The description is incomplete. This document describes the handling of issues encountered during normal decommissioning. The scale-in --force command only removes the cluster to be decommissioned from the TiUP topology. You can handle it as follows:

  1. Use scale-in --force to see if the store to be decommissioned can become offline (it probably won’t). If it doesn’t become offline, use pd-ctl store delete *store_id* to delete the problematic TiKV. The store ID can be found via pd-ctl store or Information_schema.tikv_store_status.
  2. Wait until the region count on the decommissioned store becomes 0, at which point it will normally change to the tombstone state. Then use pd-ctl remove-tombstone.
  3. If the region count does not decrease, you can follow the document to first add and then remove the peer. If there are still issues, further investigation will be needed.
| username: kkpeter | Original post link

There will be no data loss. Just start a new TiKV and add it in.
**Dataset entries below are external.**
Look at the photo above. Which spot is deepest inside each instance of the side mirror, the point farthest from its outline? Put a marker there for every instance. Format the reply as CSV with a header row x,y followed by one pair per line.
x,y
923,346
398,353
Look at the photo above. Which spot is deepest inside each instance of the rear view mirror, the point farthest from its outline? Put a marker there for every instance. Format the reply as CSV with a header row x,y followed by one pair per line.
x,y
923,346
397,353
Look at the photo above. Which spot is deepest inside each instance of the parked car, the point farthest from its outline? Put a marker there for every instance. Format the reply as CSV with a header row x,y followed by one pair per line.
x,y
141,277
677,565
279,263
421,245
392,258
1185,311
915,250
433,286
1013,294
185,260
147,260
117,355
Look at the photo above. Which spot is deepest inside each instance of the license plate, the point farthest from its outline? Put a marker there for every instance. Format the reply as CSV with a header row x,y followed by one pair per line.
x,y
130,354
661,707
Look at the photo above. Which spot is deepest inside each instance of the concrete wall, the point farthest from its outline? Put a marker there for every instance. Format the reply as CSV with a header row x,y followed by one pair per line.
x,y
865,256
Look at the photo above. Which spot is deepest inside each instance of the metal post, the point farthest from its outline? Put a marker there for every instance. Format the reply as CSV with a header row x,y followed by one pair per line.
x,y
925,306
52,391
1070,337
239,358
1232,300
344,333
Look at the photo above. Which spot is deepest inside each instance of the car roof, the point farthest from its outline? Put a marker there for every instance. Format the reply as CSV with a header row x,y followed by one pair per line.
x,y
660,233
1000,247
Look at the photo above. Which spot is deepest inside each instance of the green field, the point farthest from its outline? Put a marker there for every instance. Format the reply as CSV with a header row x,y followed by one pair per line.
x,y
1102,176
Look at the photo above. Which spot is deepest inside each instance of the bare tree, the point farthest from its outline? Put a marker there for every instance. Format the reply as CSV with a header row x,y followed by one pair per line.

| username: Jellybean | Original post link

The data has 3 replicas. If there are only 2 TiKV nodes for a long time, there might not be any issues in the short term, but over the long term, there could be some scheduling problems.

A good practice is that the number of your TiKV nodes should not be less than the number of your replicas, which means at least 3 TiKV nodes.

| username: wuxiangdong | Original post link

Most likely no problem.

| username: 考试没答案 | Original post link

There should be no problem, just re-add one. Then delete the one you mistakenly deleted.